A documentary on the legendary film composer Ennio Morricone.

Ennio (not ‘Any Oh!’ as Dragon Speech Registration prints out) but the Ennio. The Italian maestro, Ennio Morricone. Practically everyone recognises the whistle of The Good, the Bad, and the Ugly, and the beats and flutes of The Mission. And, by the time of his death in 2020, aged 91, he was revered in music circles worldwide.

It is important to note this film has been directed by Giuseppe Tornatore for whom Morricone scored Cinema Paradiso and The Legend of 1900. Tornatore pays tribute himself but also includes an enormous range of luminaries including Americans such as John Williams, Hans Zimmer, Quincy Jones and Bruce Springsteen, and many admiring directors, Clint Eastwood, Quentin Tarantino, Terrence Malick, Oliver Stone, Roland Joffe, Bruce Levinson, Dario Argento, Bernardo Bertolucci and Kar-Wai Wong. No shortage of admirers. As we all are.

There is so much in the movie, that many will want to see it again. Yes, it contains the key phases in Morricone’s biography but it is also a portrait, so much of the material from interviews with Morricone himself, at different stages of his life and career, so that we spend a great deal of time with him. But, overall, it is a masterclass in musical composition, a great deal of theory and explanations (and challenges), a great amount of music to be heard on the score.

The first section is a must for students of composition. Film lovers will have to be patient but will have an opportunity to understand the richness of the compositions, arrangements and orchestrations, choice of instruments (and sounds) which will enhance hearing the music they love.

Then the portrait moves to his film scores, Italian features and television of the first half of the 1960s, his wariness about working on film scores and their status in musical composition, the beginnings of his collaboration with Sergio Leone for all of his films for 20 years, from Fistful of Dollars to Once Upon a Time in America, then his work on so many spaghetti westerns, Italian gialli (pulp fictions) as well as for celebrated Italian directors, Dario Argento, Bernardo Bertolucci, Pier Paolo Pasolini, and then an increasingly surprising number of American films.

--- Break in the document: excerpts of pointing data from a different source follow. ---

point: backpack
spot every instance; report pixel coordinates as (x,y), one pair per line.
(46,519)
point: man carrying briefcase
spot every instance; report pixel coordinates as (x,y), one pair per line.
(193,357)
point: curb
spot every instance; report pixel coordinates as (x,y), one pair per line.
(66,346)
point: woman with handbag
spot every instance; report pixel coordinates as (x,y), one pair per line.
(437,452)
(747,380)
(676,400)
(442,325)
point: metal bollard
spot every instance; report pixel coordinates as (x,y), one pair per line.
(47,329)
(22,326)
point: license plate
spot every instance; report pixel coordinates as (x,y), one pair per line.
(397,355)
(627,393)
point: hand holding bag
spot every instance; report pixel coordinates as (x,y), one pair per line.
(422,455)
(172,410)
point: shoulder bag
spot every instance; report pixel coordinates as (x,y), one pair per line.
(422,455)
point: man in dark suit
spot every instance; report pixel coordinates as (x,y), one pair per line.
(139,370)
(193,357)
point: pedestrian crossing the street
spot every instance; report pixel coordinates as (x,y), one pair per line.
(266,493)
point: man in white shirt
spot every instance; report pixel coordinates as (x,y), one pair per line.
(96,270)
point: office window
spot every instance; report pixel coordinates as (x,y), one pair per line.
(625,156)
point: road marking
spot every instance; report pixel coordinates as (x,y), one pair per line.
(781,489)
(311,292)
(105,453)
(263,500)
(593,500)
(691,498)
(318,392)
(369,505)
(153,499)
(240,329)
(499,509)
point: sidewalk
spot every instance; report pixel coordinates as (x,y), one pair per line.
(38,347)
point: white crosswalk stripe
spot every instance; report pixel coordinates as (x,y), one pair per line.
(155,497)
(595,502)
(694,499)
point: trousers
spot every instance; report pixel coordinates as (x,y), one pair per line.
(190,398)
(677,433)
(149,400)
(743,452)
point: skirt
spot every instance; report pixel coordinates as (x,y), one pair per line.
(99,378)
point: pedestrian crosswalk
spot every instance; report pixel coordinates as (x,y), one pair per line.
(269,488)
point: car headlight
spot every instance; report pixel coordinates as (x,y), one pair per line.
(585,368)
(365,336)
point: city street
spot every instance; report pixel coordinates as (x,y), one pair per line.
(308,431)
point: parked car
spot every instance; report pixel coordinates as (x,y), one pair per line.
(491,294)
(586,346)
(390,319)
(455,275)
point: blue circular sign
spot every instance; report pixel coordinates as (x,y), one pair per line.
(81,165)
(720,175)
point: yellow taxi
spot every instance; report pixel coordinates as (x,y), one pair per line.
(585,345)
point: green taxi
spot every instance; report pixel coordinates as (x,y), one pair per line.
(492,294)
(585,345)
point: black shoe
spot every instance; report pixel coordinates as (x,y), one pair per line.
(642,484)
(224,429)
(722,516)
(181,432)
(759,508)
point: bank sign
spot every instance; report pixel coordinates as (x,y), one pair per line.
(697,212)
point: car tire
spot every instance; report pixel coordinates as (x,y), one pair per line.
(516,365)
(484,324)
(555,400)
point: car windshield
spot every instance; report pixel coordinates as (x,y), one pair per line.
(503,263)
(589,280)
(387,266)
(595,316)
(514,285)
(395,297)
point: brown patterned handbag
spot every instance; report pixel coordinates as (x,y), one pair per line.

The audience was stunned in 1986 when he did not win the Oscar for The Mission (and scenes of producer, Lord David Putnam, apologising), and finally a tribute with an Oscar for Life Achievement.

As he grew older, he worked on more classical styles and orchestrations and toured widely, live concerts as well as television concerts.

There is an interesting postscript for film lovers and buffs with him, aged 85, being persuaded by Quentin Tarantino to score The Hateful 8, and the accolade of winning the music Oscar in his own right.

While this is a review, it is also an encouragement to see (and hear) Ennio.